In [None]:
import torch
from torch import nn
import torch.optim as optim
from torchvision import datasets, transforms
from torch.utils.data import DataLoader
from torchvision.utils import save_image

In [None]:
image_size = 28*28
batch_size = 128
num_epochs = 200
latent_dim = 100

In [None]:
# Device configuration
device = torch.device('cuda' if torch.cuda.is_available() else 'cpu')

# MNIST dataset
transform = transforms.Compose([
    transforms.ToTensor(),
    transforms.Normalize([0.5], [0.5])
])
train_dataset = datasets.MNIST(root='./data', train=True, transform=transform, download=True)
train_loader = DataLoader(dataset=train_dataset, batch_size=batch_size, shuffle=True, drop_last=True)

In [None]:
class Generator(nn.Module):
    def __init__(self, latent_dim=100, context_dim=10, output_dim=28 * 28):
        super(Generator, self).__init__()

        self.hidden1_z = nn.Sequential(nn.Linear(latent_dim, 200), 
                                       nn.Dropout(p=0.5), 
                                       nn.ReLU(), )
        
        self.hidden1_context = nn.Sequential(nn.Linear(context_dim, 1000), 
                                             nn.Dropout(p=0.5), 
                                             nn.ReLU(), )
        
        self.hidden2 = nn.Sequential(nn.Linear(1200, 1200), 
                                     nn.Dropout(p=0.5), 
                                     nn.ReLU(), )
        
        self.out_layer = nn.Sequential(nn.Linear(1200, output_dim), 
                                       nn.Sigmoid(), )

    def forward(self, noise, context):
        h = torch.cat((self.hidden1_z(noise), self.hidden1_context(context)), dim=1)
        h = self.hidden2(h)
        return self.out_layer(h)

In [None]:
class Discriminator(nn.Module):
    def __init__(self, input_dim=28 * 28, context_dim=10):
        super(Discriminator, self).__init__()

        self.hidden1_x = nn.Sequential(nn.Linear(input_dim, 240), 
                                       nn.Dropout(p=0.5), 
                                       nn.LeakyReLU(), )
        
        self.hidden1_context = nn.Sequential(nn.Linear(context_dim, 50), 
                                             nn.Dropout(p=0.5), 
                                             nn.LeakyReLU(), )
        
        self.hidden2 = nn.Sequential(nn.Linear(290, 240), 
                                     nn.Dropout(p=0.5), 
                                     nn.LeakyReLU(), )
        
        self.out_layer = nn.Sequential(nn.Linear(240, 1), 
                                       nn.Sigmoid(), )

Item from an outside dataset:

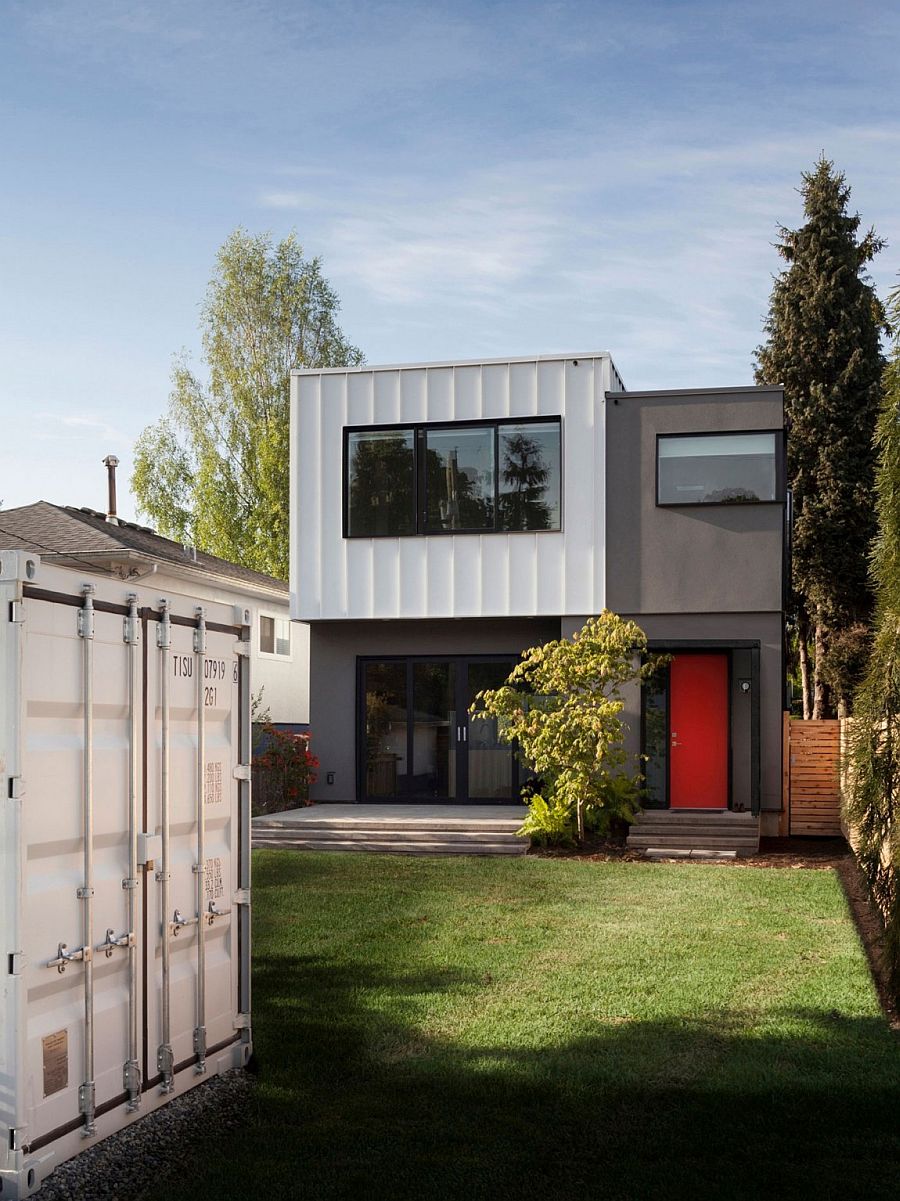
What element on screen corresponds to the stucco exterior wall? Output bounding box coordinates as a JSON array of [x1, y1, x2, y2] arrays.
[[606, 388, 785, 614]]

    def forward(self, img, context):
        img = img.view(img.size(0), -1)
        h = torch.cat((self.hidden1_x(img), self.hidden1_context(context)), dim=1)
        h = self.hidden2(h)
        return self.out_layer(h)

In [None]:
# Initialize models
generator = Generator().to(device)
discriminator = Discriminator().to(device)

# Optimizers
d_optimizer = optim.SGD(discriminator.parameters(), lr=0.1, momentum=0.5)
g_optimizer = optim.SGD(generator.parameters(), lr=0.1, momentum=0.5)

# Loss function
criterion = nn.BCELoss()

schedulers = [torch.optim.lr_scheduler.ExponentialLR(d_optimizer, 1 / 1.00004),
                torch.optim.lr_scheduler.ExponentialLR(g_optimizer, 1 / 1.00004)]

In [None]:
for epoch in range(num_epochs):
    for i, (images, labels) in enumerate(train_loader):
        real_images = images.to(device)
        real_labels = torch.ones(batch_size, 1).to(device)
        fake_labels = torch.zeros(batch_size, 1).to(device)

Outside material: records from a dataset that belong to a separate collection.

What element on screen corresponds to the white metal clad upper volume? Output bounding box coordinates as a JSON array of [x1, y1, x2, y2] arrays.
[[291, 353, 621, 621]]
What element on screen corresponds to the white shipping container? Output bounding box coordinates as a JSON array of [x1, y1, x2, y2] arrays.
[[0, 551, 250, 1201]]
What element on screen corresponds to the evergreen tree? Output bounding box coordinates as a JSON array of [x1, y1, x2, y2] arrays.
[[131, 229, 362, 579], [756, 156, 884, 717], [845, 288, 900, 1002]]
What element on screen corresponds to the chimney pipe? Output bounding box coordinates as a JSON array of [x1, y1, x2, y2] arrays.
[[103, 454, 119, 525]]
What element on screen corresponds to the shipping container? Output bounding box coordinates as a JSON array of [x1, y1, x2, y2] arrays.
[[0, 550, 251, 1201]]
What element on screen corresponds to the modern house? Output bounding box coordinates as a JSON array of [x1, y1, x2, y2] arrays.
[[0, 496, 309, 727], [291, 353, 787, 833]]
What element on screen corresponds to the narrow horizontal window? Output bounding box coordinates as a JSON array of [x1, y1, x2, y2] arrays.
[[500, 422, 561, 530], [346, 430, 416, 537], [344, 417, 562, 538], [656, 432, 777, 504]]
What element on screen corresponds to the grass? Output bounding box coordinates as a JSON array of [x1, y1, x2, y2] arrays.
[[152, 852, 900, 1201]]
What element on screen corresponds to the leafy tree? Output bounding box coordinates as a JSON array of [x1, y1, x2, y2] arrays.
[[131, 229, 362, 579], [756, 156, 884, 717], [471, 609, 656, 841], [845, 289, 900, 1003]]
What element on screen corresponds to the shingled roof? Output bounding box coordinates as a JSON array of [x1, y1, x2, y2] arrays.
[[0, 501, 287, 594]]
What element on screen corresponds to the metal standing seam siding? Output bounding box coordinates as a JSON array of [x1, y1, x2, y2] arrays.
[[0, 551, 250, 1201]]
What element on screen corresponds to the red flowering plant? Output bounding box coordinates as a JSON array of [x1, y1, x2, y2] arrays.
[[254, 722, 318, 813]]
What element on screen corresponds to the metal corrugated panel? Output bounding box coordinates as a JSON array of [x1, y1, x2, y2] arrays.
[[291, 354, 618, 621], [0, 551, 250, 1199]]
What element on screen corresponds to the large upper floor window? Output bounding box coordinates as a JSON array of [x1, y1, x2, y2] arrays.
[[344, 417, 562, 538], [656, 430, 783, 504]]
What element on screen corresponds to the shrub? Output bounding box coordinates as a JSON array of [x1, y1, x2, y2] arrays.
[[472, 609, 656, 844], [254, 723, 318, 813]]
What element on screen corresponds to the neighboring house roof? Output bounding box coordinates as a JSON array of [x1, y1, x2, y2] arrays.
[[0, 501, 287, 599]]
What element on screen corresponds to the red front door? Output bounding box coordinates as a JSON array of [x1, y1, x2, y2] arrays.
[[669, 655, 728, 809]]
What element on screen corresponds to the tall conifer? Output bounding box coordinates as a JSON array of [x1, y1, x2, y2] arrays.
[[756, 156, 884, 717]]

        # --------- Train the Teacher (D) --------- #
        d_optimizer.zero_grad() 
        outputs = discriminator(real_images, labels)
        d_real_loss = criterion(outputs, real_labels)
        
        z = torch.randn(batch_size, latent_dim).to(device) 
        fake_images = generator(z, labels)
        outputs = discriminator(fake_images.detach(), labels)
        d_fake_loss = criterion(outputs, fake_labels)

        d_loss = (d_real_loss + d_fake_loss) / 2

        d_loss.backward()
        d_optimizer.step()
        
        # --------- Train the Student (G) --------- #
        z = torch.randn(batch_size, latent_dim).to(device) 
        fake_images = generator(z, labels)
        outputs = discriminator(fake_images, labels)
        g_loss = criterion(outputs, real_labels)
        g_loss.backward()
        g_optimizer.step()

        for scheduler in schedulers:
            scheduler.step()

        if (i+1) % 400 == 0:
            print(f'Epoch [{epoch+1}/{num_epochs}], Step [{i+1}/{len(train_loader)}], D Loss: {d_loss.item()}, G Loss: {g_loss.item()}')

    # Save generated images every epoch
    save_image(fake_images.reshape(fake_images.size(0), 1, 28, 28), f'./data/fake_images-{epoch+1}.png')

print("Training complete.")